Een koninklijk besluit dat op 14 april werd gepubliceerd, omschrijft de klinische activiteiten en medische handelingen die de verpleegkundig specialist kan uitoefenen en de desbetreffende voorwaarden. Het gaat om beslissingen nemen, doorverwijzen, voorschrijven van geneesmiddelen, medische attesten schrijven en opname- en ontslagplanning.

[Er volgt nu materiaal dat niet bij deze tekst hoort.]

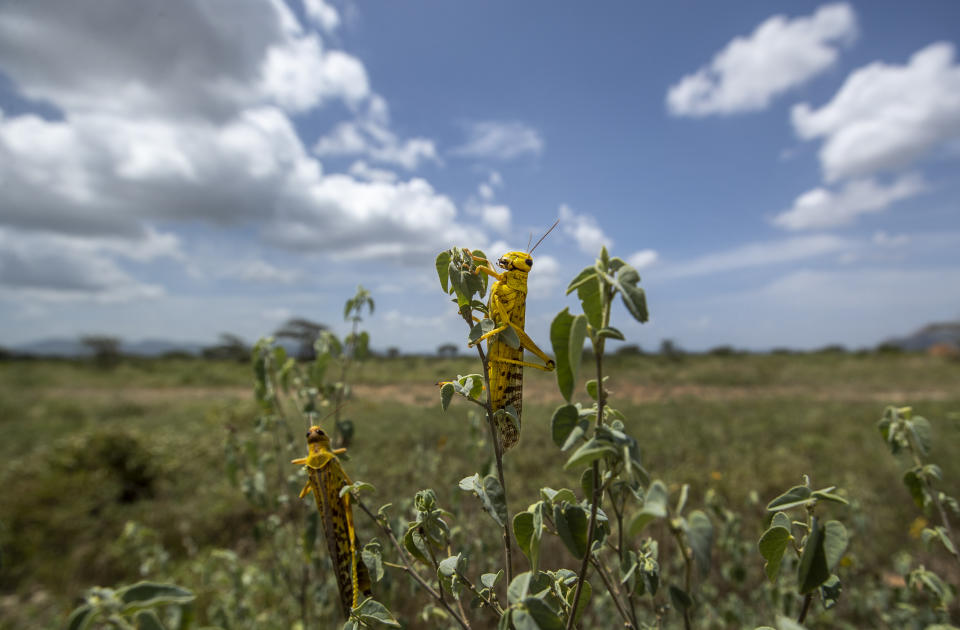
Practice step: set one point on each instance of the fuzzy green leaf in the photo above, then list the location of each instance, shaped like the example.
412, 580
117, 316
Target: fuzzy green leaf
148, 620
772, 545
443, 264
794, 497
560, 340
813, 570
148, 594
834, 542
699, 532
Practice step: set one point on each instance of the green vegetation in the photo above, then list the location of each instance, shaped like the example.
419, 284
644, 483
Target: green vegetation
170, 470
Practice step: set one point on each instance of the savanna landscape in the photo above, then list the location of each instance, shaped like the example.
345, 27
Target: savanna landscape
129, 472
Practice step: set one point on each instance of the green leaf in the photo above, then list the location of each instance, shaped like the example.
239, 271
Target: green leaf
148, 594
592, 389
834, 542
415, 544
494, 501
578, 333
148, 620
830, 592
591, 302
610, 333
813, 570
654, 507
544, 617
585, 594
915, 485
922, 434
489, 580
772, 545
794, 497
81, 618
446, 395
634, 298
536, 537
565, 420
592, 450
490, 493
519, 587
786, 623
442, 264
699, 531
356, 486
829, 496
509, 336
560, 340
680, 599
481, 328
370, 611
551, 496
586, 275
571, 522
586, 483
780, 519
523, 531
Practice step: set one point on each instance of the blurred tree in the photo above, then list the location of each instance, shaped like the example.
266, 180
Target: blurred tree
105, 349
447, 351
305, 333
231, 348
670, 350
629, 349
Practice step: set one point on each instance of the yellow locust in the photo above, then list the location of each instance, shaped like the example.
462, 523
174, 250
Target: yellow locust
507, 308
325, 478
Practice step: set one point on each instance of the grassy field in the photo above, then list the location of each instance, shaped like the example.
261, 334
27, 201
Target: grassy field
87, 450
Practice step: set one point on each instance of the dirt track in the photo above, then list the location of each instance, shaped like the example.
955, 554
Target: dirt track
537, 393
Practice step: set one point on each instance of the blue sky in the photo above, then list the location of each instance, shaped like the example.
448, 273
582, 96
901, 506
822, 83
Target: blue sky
782, 174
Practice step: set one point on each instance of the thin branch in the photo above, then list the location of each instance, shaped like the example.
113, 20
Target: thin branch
388, 531
628, 623
497, 451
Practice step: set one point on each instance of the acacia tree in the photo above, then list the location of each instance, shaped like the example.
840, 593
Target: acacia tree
305, 333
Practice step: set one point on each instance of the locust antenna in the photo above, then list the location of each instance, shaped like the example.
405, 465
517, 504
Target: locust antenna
544, 235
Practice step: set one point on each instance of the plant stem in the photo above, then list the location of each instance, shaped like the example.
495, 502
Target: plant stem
628, 623
598, 344
497, 451
622, 553
934, 496
806, 607
388, 531
582, 573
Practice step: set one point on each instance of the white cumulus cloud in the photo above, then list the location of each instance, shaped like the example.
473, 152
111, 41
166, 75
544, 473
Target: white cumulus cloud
761, 254
370, 135
780, 54
498, 140
886, 116
822, 208
643, 258
585, 230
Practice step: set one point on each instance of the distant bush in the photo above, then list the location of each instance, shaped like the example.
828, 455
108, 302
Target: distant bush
723, 351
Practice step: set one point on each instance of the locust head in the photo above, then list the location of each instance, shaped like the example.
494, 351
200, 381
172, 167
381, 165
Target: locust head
516, 261
316, 438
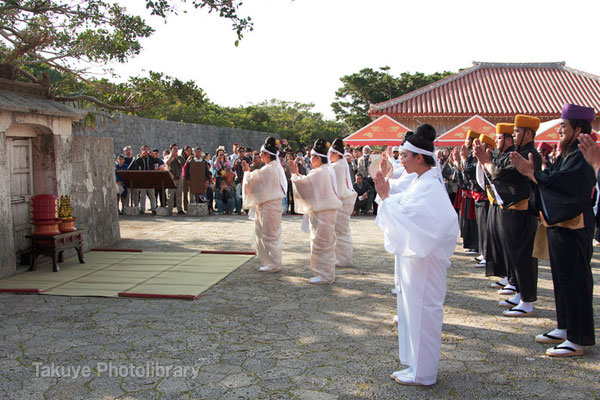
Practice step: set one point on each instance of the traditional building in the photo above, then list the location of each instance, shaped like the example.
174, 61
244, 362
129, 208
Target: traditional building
496, 92
39, 155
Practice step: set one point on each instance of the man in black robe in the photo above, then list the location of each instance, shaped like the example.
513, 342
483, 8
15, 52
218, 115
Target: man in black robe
516, 220
468, 222
497, 259
479, 199
563, 197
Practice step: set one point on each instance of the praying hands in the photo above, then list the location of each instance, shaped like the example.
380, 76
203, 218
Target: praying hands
590, 151
525, 167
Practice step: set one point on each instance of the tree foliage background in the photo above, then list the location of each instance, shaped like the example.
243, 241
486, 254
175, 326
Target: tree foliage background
55, 42
369, 86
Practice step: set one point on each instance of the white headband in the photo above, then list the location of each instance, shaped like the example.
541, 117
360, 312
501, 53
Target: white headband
414, 149
264, 150
331, 149
331, 170
314, 153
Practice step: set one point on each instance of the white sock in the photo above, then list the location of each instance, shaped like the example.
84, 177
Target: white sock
525, 306
566, 343
561, 333
516, 298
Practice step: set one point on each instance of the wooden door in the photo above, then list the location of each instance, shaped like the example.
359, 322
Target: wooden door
21, 188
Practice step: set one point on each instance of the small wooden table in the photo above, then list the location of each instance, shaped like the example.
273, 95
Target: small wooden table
54, 245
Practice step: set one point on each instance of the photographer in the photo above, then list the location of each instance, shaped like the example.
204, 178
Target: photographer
225, 198
144, 162
222, 167
289, 157
237, 164
175, 164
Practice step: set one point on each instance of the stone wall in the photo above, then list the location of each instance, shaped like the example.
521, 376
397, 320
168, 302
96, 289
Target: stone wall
135, 132
86, 172
7, 245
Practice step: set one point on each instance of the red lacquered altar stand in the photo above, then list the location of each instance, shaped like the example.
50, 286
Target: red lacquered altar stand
54, 246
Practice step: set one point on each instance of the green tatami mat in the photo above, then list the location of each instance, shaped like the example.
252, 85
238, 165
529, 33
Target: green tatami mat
148, 274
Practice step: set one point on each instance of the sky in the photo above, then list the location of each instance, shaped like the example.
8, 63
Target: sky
300, 49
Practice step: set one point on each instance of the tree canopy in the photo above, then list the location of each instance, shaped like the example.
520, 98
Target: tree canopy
69, 36
369, 86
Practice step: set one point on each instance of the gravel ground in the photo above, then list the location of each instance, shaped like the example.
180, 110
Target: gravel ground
274, 336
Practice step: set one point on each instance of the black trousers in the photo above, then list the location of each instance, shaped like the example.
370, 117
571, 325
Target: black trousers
517, 234
570, 256
481, 210
497, 261
468, 228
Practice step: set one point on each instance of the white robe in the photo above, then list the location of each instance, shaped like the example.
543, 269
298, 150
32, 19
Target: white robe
343, 234
399, 182
420, 229
315, 198
262, 192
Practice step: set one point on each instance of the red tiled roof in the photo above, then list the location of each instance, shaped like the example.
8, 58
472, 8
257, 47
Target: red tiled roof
457, 135
499, 89
383, 131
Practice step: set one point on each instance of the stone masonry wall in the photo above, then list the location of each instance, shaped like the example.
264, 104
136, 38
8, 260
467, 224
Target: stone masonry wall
135, 132
7, 253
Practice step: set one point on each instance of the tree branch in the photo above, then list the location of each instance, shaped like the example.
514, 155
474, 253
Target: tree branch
27, 75
95, 101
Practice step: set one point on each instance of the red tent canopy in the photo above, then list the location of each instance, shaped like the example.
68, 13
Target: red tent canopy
383, 131
456, 136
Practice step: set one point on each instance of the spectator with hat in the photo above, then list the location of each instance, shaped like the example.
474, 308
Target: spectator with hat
563, 199
518, 221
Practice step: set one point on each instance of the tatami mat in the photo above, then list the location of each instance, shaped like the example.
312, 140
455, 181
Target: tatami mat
147, 274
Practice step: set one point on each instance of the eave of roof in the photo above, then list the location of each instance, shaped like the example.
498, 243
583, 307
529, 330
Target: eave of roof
486, 89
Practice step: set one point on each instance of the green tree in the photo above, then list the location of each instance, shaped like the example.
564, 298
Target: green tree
369, 86
70, 35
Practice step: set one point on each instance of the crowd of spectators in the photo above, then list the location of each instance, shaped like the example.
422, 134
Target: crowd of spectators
224, 175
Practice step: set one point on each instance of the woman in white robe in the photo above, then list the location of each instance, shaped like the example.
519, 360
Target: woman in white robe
399, 182
316, 198
347, 195
262, 192
421, 230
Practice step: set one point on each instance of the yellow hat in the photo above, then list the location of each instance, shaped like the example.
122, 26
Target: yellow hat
506, 129
487, 140
471, 135
525, 121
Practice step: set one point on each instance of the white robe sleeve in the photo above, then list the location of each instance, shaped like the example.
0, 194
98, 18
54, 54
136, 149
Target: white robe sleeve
417, 221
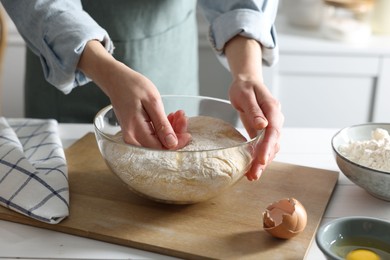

Beslissingen nemen qua diagnostiek, behandeling en opvolging van de totaalzorg van de patiënt kan de verpleegkundig specialist (VPS) in drie situaties:
- na een primair door de arts gestelde medische diagnose en medische behandeling;
- zonder een primair door de arts gestelde medische diagnose en medische behandeling, maar die moet de arts dan wel bevestigen;
- De VPS kan de beslissingen autonoom nemen en de handelingen verrichten, weliswaar met deze beperkingen: routineus karakter, beperkte medische complexiteit die vastgelegd is in de interprofessionele samenwerkingsovereenkomst (zie verder) en het gaat om klinische activiteiten en/of medische handelingen waarvan de risico's te overzien zijn. Deze risico's worden omschreven aan de hand van waarschuwingscriteria in de interprofessionele samenwerkingsovereenkomst.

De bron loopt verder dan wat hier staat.